C’est que Google a un avantage stratégique massif : il indexe tout. Là où une marketplace limite l’offre à son propre catalogue ou à ses vendeurs partenaires, Google ratisse large, agrège, et sert l’internaute dans sa diversité de goûts, de prix, de vendeurs. Résultat ? L’acheteur gagne en liberté et en transparence. Le vendeur, lui, commence à se demander pourquoi il paierait 15 % de commission à une marketplace, quand Google Shopping lui offre de la visibilité dès les premières recherches produit.

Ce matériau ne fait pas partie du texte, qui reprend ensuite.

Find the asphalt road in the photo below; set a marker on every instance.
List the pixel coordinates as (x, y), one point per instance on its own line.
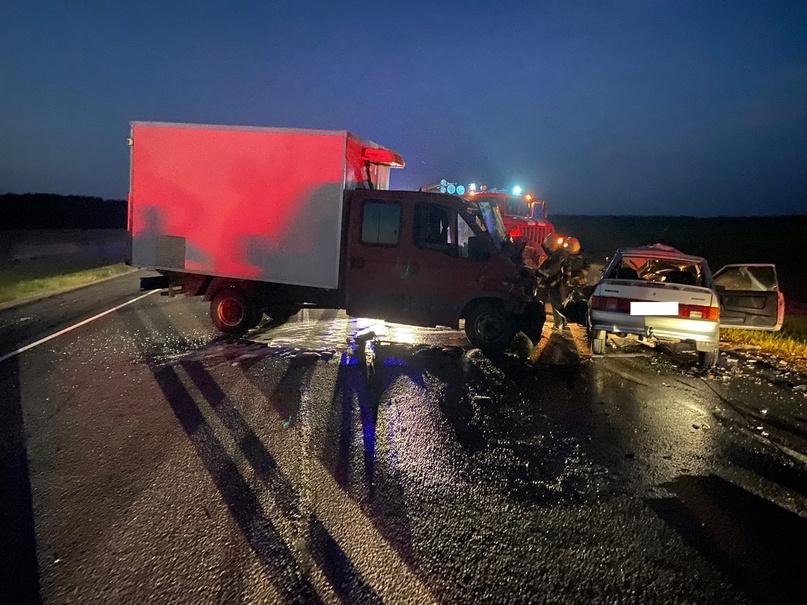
(147, 459)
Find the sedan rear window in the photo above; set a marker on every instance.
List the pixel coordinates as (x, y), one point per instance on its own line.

Du post Instagram à l’achat en un clic : la tentation sociale
À côté, les réseaux sociaux ne se contentent plus de faire rêver. Ils font acheter. Instagram, TikTok, Pinterest et maintenant même WhatsApp se transforment en véritables boutiques à ciel ouvert. La différence ? L’émotion. Là où une marketplace standardise l’offre, les plateformes sociales la personnalisent, la scénarisent, la rendent désirable. On n’achète plus un pull, on achète du lifestyle dans une communauté.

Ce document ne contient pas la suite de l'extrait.